The Tibeto-Burman ethnic minority group, the Kayan People, are native to Myanmar. During the 1980′s and early 1990′s, a number of tribes fled over the border to Norther Thailand to escape civil unrest. Among the groups that fled were the Kayan Lahwi, a group famous for wearing brass coils around their necks. The coils are almost never removed, usually only to replace with new coils.
Girls start to wear the coils when they turn 5 years old. While the women are known as having “long necks”, it is actually an illusion. The weight of the brass weighs down on the womens collar bones, and compresses their rib cages. Therefore, their necks are not actually lengthened, it just appears so due to the deformation of their clavicle.
West of Bangkok, Phutthamonthon is a Buddhist park, highlighted by a 15.7m high Buddha statue. This statue is considered the tallest free standing Buddha in the world.
Around the statue are sites memorialising the four main stations in the life of Buddha: his birth symbolized by seven lotus flowers; his enlightenment under the Bodhi tree; his first sermon; and his death.
The park is also a popular place of recreation, attracting joggers, cyclists, picnic goers, and visitors wanting to feed the fish.

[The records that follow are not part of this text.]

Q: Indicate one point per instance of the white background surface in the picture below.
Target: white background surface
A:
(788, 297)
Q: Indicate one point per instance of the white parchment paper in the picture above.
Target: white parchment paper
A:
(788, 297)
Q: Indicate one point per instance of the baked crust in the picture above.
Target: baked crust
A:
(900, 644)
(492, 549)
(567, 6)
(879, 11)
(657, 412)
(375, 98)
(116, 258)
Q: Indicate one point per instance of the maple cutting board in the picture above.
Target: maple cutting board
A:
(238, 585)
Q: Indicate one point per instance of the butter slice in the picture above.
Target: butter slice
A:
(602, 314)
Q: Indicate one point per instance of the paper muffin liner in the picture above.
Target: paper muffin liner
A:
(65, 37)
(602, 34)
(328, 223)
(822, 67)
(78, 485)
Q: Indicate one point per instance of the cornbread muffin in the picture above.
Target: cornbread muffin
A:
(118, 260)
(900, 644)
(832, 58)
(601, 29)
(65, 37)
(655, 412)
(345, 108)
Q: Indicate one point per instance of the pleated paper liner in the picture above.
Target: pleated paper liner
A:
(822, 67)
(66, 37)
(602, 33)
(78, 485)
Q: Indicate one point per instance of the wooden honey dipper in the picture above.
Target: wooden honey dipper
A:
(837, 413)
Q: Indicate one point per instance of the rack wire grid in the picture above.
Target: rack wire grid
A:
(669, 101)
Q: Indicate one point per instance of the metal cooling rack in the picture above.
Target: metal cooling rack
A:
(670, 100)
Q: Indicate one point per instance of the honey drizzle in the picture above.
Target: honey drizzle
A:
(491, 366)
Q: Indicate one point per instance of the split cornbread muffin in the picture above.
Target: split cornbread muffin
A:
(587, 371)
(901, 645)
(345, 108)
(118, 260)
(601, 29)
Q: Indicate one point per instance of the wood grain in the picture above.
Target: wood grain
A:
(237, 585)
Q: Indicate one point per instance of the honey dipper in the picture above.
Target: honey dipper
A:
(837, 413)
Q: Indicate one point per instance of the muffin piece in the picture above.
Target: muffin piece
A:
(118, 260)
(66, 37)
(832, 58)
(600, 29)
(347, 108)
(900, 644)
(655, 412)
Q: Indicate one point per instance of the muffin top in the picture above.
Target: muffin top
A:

Located within the Grand Palace complex, Wat Phra Kaew, more commonly known as the Temple of the Emerald Buddha, is the most sacred Buddhist temple in Thailand. The main hall of the Wat contains the Emerald Buddha, which is made of jade, and clothed in gold. Only 66cm high, the Emerald Buddha first came of interest in 1434. The Buddha’s surface was covered in stucco, with no indication of the jade surface inside. When the temple the Buddha was being housed in was struck by lightening, a Monk noticed part of the stucco had broken off, revealing the jade beneath.
The temple also features three pagodas, all in different and distinct styles, representing the changing centers of Buddhist influence in Thailand. Phra Si Ratana Chedi, a golden Stupa in Sri Lankan style, is said to house some of the ashes of Buddha.